Most abortions are done on women who are still in their first three months of pregnancy. To perform an abortion, a doctor will open a woman’s cervix and insert a powerful suction tube with a sharp cutting edge. The suction pulls apart the body of the developing baby and sucks placenta, blood, amniotic fluid, and foetal body parts into a collection container.
Some abortions are done later on in pregnancy. To carry out a “partial-birth” abortion, a doctor reaches into the uterus, takes hold of the pre-born baby’s leg with forceps, and pulls the baby by its legs into the birth canal. At this point the baby is alive, but just the head is inside the womb. Then the doctor forces scissors into the back of the baby’s skull and spreads the tips of the scissors apart to make the wound bigger. Next, the doctor replaces the scissors with a suction tube that sucks the baby’s brains out. The head collapses and is removed from the uterus.

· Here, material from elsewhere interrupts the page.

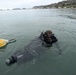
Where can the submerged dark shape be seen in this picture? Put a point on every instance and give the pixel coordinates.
(34, 49)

These procedures are both completely legal in Canada. In fact, most abortions are even paid for by Canadian taxpayers through the publicly funded health care system. Since 1969, when abortion first became legal, over three million pre-born babies have died from abortion in Canada. In the United States abortion has been legal since 1973. Since then, there have been over 48 million abortions in the US, and the numbers of abortions increase every day.
How do so many people justify killing defenceless babies? Basically, people who think abortion is okay do not believe that pre-born babies are people. When they talk about the pre-born, they use technical words like “fetus” or “embryo”. Using these words makes it easier to think of pre-born babies as mere “blobs of tissue”. If the doctor is just getting rid of a chunk of flesh growing in the mother’s uterus, then there is nothing wrong with having an abortion, right?
Wrong. The pre-born are much more than a clump of cells. Science shows that from the moment of conception, when the sperm and the egg unite, the pre-born child is a distinct, living, whole human being. At this moment, the pre-born child has all the genetic information that it needs to develop into a unique individual with his or her own hair color, body shape, and personality. All it must do now is grow and develop—just like a newborn, toddler or teenager!
Just as Jews were denied legal status as persons under the Third Reich, pre-born children are dismissed as less than human in our society today. Jews living in Nazi Germany were unprepared and outnumbered. Pre-born children are vulnerable and voiceless. Millions have been robbed of their dignity and being. That is what happens when we fail to protect the weakest people in our society: they wind up in mass graves near Auschwitz, or garbage bins outside hospital doors.
Unfortunately, Morgentaler did not learn from the last Holocaust.